Immune cells images with help from the Crick's Light Microscopy STP.


The survival of naïve B cells depends on signals from the BAFF receptor BAFFR and from the B cell antigen receptor (BCR). We are studying how signals from these two receptors cooperate to ensure B cell survival.

The number of B cells is strictly controlled. This homeostasis is achieved by signalling through at least two receptors: the B cell antigen receptor (BCR) and the BAFF receptor (BAFFR). We have shown that these two receptors act co-operatively, with BAFFR transducing signals via the BCR leading to the activation of the SYK tyrosine kinase, and subsequent activation of the ERK MAPkinase and PI3 kinase pathways, which contribute to B cell survival.

Current studies are aimed at understanding the molecular mechanisms by which the BAFFR transduces survival signals, in particular how BAFFR signals to the BCR. We are also investigating novel pathways that may contribute to B cell survival. We are addressing these research areas using a combination of proteomics, transcriptomics, metabolomics and CRISPR/Cas9-based screens.

We are studying how signalling pathways control B and T cell development.
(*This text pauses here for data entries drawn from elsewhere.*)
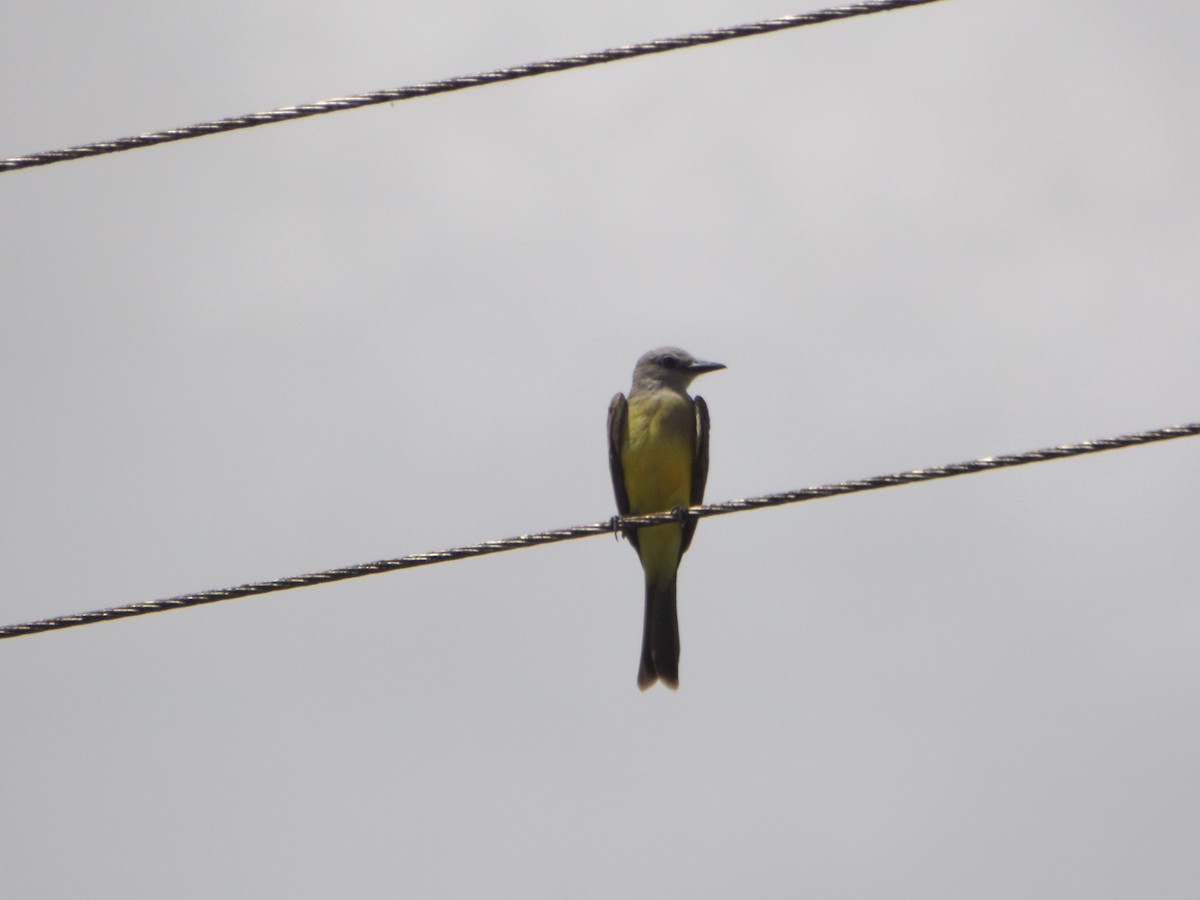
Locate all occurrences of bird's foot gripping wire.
[608,516,629,541]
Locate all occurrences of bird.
[608,347,725,691]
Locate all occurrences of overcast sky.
[0,0,1200,900]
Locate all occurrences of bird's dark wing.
[608,394,638,550]
[679,397,708,557]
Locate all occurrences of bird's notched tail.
[637,578,679,691]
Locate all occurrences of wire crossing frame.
[0,0,941,174]
[0,422,1200,640]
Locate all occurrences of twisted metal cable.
[0,422,1200,640]
[0,0,938,173]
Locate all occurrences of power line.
[0,0,938,173]
[0,422,1200,640]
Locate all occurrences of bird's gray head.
[634,347,725,391]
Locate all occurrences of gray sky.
[0,0,1200,900]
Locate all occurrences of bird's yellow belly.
[620,395,696,586]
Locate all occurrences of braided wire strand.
[0,422,1200,640]
[0,0,940,173]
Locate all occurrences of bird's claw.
[608,516,625,541]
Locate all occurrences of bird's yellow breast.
[620,391,696,515]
Figure 1: BAFFR transduces survival signals via the BCR. BAFFR transduces survival signals, via Src-family kinases (SFK) leading to the phosphorylation of the ITAM motif on BCR-associated CD79A and subsequent recruitment and activation of the SYK tyrosine kinase. SYK in turn transduces signals leading to activation of ERK MAPkinase and PI3 kinase pathways. BAFFR also transduces signals via NIK and IKK1 to the non-canonical NF-kB pathway. Other possible pathways supporting B cell survival are illustrated above. For more details see Schweighoffer et al Curr Opin Cell Biol (2018).